QUALCHE CURIOSITÀ SUL FILM PIÙ CHIACCHIERATO TRA QUELLI CANDIDATI
Sono state moltissime le polemiche innalzatesi alle spalle di Zero Dark Thirty, film diretto dall’ex-moglie di James Cameron, prima donna nella storia ad aver vinto un Oscar come miglior regista, che, dopo aver raccontato i retroscena della guerra in Iraq in The Hurt Locker, con Zero Dark Thirty si concentra sulla caccia all’uomo più seguita degli ultimi anni: quella a Osama Bin Laden. E la racconta con uno sguardo che è femmina, ovvero quello di un’agente della CIA specializzata nella cattura di terroristi e interpretata da Jessica Chainstain.
Zero Dark Thirty, termine tratto dal gergo militare che sta ad indicare, come spiega la regista Kathryn Bigelow, “trenta minuti dopo la mezzanotte”, è quel lasso di tempo avvolto nel buio della notte che consente di attaccare “senza farsi vedere”. Per portare tutto questo sullo schermo, non a caso, sono occorse tecnologie innovative e apparecchi ad alta sensibilità luminosa, così da poter anche in condizioni di scarsa visibilità.
A firmare uno dei lavori più discussi e attesi dell’anno è ancora una volta la coppia formata dalla Bigelow e dal giornalista e sceneggiatore Mark Boal, che dopo The Hurt Locker torna a occuparsi dei temi più delicati e scottanti d’America.
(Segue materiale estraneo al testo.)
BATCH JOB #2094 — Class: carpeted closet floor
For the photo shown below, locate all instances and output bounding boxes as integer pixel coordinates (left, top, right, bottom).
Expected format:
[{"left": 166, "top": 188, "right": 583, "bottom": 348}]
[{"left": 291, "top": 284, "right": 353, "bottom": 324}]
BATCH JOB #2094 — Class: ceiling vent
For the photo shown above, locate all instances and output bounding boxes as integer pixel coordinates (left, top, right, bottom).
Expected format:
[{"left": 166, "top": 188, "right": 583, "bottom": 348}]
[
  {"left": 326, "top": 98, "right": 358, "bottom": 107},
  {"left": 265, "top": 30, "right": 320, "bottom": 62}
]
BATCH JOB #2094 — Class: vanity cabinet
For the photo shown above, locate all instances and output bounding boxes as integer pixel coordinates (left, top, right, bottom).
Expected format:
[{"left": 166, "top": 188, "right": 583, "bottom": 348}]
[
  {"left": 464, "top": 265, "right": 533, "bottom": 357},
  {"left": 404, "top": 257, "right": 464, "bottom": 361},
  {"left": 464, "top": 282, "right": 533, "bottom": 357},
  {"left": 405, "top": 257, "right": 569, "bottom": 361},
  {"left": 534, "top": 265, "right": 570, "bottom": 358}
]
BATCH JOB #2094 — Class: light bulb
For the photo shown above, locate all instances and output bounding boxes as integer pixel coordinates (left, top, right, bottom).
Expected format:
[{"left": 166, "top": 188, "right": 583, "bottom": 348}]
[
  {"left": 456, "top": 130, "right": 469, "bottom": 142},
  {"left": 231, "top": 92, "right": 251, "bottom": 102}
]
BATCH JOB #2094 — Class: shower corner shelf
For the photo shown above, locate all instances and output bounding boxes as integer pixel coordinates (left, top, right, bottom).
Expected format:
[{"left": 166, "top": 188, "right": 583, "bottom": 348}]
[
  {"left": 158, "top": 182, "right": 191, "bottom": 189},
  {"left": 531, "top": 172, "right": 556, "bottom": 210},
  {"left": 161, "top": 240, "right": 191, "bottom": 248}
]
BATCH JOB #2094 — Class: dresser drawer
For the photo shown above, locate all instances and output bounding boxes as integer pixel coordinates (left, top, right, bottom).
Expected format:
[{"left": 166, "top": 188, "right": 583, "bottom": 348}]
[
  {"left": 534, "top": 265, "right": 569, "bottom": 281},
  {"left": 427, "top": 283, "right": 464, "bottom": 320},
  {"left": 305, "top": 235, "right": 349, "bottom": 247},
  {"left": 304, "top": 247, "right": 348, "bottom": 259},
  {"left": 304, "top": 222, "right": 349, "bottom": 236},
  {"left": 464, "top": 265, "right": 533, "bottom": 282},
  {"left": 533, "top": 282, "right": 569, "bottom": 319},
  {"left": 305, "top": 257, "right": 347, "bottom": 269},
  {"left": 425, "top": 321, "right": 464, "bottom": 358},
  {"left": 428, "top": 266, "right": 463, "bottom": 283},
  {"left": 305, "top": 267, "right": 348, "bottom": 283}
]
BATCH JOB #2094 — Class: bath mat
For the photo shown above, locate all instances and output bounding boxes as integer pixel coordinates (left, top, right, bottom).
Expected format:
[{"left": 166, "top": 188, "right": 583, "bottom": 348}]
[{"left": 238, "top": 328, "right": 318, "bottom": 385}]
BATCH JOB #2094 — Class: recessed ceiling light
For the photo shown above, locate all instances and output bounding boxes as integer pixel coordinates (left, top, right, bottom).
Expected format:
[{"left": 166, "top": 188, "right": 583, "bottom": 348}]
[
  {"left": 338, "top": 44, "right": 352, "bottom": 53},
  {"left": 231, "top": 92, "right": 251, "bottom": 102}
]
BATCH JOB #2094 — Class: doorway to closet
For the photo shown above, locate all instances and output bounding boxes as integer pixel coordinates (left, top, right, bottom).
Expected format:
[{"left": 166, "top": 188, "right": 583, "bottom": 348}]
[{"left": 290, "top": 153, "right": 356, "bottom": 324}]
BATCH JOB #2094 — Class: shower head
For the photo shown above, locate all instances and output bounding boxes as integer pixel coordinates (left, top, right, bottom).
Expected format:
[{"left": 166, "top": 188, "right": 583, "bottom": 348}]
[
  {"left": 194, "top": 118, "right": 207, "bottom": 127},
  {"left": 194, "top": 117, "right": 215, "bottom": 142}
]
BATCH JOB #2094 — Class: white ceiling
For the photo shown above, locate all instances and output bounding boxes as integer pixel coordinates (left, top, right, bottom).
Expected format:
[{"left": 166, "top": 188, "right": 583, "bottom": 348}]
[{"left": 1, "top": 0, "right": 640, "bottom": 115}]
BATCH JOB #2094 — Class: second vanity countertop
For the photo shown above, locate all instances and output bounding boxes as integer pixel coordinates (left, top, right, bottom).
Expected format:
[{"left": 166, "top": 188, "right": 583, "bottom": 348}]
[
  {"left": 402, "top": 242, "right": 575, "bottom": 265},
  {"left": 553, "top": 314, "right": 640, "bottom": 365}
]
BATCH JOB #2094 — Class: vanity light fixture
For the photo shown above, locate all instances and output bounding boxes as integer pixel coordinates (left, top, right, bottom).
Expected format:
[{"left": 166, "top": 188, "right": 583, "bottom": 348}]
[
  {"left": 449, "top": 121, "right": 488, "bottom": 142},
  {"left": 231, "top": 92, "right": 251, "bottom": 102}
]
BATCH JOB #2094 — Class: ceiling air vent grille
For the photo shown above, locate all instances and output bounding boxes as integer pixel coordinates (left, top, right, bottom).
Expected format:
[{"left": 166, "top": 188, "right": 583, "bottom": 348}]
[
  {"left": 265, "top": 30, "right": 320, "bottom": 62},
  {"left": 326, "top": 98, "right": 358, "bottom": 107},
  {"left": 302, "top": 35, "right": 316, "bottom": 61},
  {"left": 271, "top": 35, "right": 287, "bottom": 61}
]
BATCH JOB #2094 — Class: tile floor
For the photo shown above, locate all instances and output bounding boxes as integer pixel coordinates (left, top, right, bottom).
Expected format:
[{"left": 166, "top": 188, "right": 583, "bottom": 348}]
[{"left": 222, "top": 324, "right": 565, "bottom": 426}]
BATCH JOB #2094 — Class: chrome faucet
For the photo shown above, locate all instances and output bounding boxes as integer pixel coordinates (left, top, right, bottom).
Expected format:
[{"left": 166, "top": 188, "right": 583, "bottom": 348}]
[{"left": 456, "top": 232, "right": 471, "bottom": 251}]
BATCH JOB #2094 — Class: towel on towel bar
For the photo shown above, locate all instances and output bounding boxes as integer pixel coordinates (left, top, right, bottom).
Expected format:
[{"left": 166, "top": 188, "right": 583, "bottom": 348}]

Lo stile resta lo stesso: uno sguardo personale (qui affidato a Maya/Jessica Chastain) e una narrazione che marca strettissima i fatti, molto vicina, nel racconto, al video-giornalismo d’inchiesta.
La caccia all’uomo per Osama Bin Laden è durata dieci la regista stessa lo definisce “l’uomo più pericoloso del mondo”, è stato catturato infine, com’è noto, da un gruppo di agenti della CIA. È proprio sul tortuoso quanto avvincente percorso d’indagini per arrivare al famigerato blitz che il film si concentra, indulgendo su retroscena e dettagli anche scabrosi (quelli che a Washington non sono piaciuti affatto) e raccontando in 157 minuti l’intenso lavoro di un team che non si è mai arreso-
La pioggia di polemiche arrivata sul film è stata legata principalmente alle scene di tortura, chiamata nella realtà eufemisticamente tecnica di interrogatorio forzata. C’è chi l’ha definito “il film più moralmente discutibile, ottuso e sopravvalutato” dell’anno, chi ha voluto addirittura inviare una lettera di rimostranze all’attenzione dei vertici della Sony Pictures come hanno fatto tre senatori americani (Dianne Feinstein, John McCain e Carl Levin) definendo il film “grossolanamente non accurato e fuorviante”, e sottolineando come “rappresenti una versione romanzata della verità (…) La CIA non ha appreso l’esistenza del rifugio di Osama Bin Laden utilizzando metodi coercitivi sui prigionieri”. Dal canto suo, la Bigelow ha ribattuto: “Come filmaker avevo la responsabilità di documentare e testimoniare ma Incoraggiamo le persone a vedere il film, prima di farsi un’idea”. Tra le voci amiche a sua difesa è arrivata quella di Michael Moore che ha definito il film una pellicola “contro la tortura: ne mostra solo la feroce brutalità”.
Riuscirà la prima donna vincitrice dell’Oscar per la miglior regia nella storia a battere se stessa dopo che tre anni fa, con The Hurt Locker, portò a casa ben sei statuette? La risposta, sulla carta, è già negativa ma speriamo ancora nella sorpresa.